“We made strides, though, as a program — individually and collectively. We are taking another step forward and hopefully, that will be to win and hoist the Vanier Cup at the end of the season.”
For graduating players like fifth-year receiver Colton Klassen, it was close to being the ultimate finish to an amazing chapter in their lives as a member of the Huskie football program.
But even though they weren’t able to win the last game of the season, Klassen already sees the big picture, knowing his years as a Huskie will mean so much more than wins and losses with each passing year of his life.
“You know it’s something that I will definitely tell all the guys when we meet together — to just enjoy the ride,” Klassen said.
“You are going to be friends for life here. I have been lucky enough to play with six years worth of guys so I have made a lot of brothers over the years.”
For the most part, the Huskie’s starters on offence will be returning, and that is exciting considering they averaged over 36 points a game this season.
“I am happy with the way that we fought. We showed a lot of resilience,” said quarterback Mason Nyhus.

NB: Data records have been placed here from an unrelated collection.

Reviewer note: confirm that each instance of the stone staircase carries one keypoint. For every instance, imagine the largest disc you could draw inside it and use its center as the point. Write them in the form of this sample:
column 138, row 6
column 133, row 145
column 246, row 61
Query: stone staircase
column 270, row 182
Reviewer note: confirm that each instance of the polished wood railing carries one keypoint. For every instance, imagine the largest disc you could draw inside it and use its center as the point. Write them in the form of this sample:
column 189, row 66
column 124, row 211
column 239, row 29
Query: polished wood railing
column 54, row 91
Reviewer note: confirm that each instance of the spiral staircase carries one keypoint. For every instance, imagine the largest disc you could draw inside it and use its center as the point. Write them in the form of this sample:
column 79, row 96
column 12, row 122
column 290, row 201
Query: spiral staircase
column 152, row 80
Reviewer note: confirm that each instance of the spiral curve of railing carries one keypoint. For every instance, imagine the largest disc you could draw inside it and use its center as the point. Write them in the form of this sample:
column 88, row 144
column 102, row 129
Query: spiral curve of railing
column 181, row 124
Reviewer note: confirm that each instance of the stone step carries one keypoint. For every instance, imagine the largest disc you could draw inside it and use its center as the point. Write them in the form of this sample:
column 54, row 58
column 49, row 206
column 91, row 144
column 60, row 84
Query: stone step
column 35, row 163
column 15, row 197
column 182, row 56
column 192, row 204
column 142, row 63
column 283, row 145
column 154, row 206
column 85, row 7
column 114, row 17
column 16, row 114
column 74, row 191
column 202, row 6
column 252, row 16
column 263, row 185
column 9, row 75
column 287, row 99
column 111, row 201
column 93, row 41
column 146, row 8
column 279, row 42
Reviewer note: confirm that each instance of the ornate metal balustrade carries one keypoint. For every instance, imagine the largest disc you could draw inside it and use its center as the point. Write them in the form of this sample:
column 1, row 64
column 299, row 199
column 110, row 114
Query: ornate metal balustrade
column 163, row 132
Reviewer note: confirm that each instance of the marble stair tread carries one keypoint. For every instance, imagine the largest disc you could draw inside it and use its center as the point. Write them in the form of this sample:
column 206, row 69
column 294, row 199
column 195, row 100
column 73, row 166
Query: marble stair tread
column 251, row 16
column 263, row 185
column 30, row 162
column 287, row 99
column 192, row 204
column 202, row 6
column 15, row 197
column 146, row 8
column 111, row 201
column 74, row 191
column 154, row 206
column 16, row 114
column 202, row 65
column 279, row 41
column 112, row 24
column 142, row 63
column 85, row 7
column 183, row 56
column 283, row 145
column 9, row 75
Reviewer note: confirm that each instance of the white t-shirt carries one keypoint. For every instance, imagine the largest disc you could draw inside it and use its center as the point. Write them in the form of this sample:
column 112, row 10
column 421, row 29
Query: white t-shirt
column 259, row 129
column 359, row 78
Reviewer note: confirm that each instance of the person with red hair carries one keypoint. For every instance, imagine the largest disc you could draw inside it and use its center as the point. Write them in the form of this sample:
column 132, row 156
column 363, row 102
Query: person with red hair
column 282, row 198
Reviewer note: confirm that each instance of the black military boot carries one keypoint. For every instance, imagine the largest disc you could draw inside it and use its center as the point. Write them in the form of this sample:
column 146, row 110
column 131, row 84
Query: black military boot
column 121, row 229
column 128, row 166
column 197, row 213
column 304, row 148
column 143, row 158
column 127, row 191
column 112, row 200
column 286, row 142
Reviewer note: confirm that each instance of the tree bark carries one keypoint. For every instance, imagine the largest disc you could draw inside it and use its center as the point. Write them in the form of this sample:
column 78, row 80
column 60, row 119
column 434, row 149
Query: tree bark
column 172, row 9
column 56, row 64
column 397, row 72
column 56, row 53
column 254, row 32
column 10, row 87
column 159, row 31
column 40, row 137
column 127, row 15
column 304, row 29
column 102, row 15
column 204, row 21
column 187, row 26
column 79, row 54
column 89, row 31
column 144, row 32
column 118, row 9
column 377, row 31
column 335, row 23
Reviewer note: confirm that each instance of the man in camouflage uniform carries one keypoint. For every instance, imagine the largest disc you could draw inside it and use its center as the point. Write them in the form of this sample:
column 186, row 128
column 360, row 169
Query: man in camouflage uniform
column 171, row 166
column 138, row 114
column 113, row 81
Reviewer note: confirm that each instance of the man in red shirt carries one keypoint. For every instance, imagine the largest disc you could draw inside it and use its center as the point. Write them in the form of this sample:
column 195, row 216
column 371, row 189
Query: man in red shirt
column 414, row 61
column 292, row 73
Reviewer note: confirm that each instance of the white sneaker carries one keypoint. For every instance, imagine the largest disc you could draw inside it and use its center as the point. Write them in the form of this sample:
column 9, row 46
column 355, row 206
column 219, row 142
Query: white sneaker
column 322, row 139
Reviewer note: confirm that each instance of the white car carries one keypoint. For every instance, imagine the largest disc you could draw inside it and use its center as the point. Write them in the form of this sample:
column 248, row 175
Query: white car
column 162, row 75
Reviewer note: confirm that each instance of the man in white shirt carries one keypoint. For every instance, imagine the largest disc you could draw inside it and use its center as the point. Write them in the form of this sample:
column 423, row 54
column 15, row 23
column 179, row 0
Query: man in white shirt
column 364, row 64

Nyhus said that the team was led by “a high character group” of fifth-year players, and that he was “proud of the team and how they fought all year, but obviously disappointed a little bit.”
On defence, the Huskies lose only one starter, which could be bad news for the offences in the Canada West.
“It was a great season,” said Huskies first-year linebacker Nick Wiebe.
“Running through the Hardy (Cup) and then getting a huge win in the Uteck — that was monumental for our program. I really think we had an awesome year, but it’s tough to look back on the year when you don’t win the last one.”
Flory said the loss to the Mustangs was hard.
“It comes down to a handful of plays, but having been through it, we will be better in the future,” he said.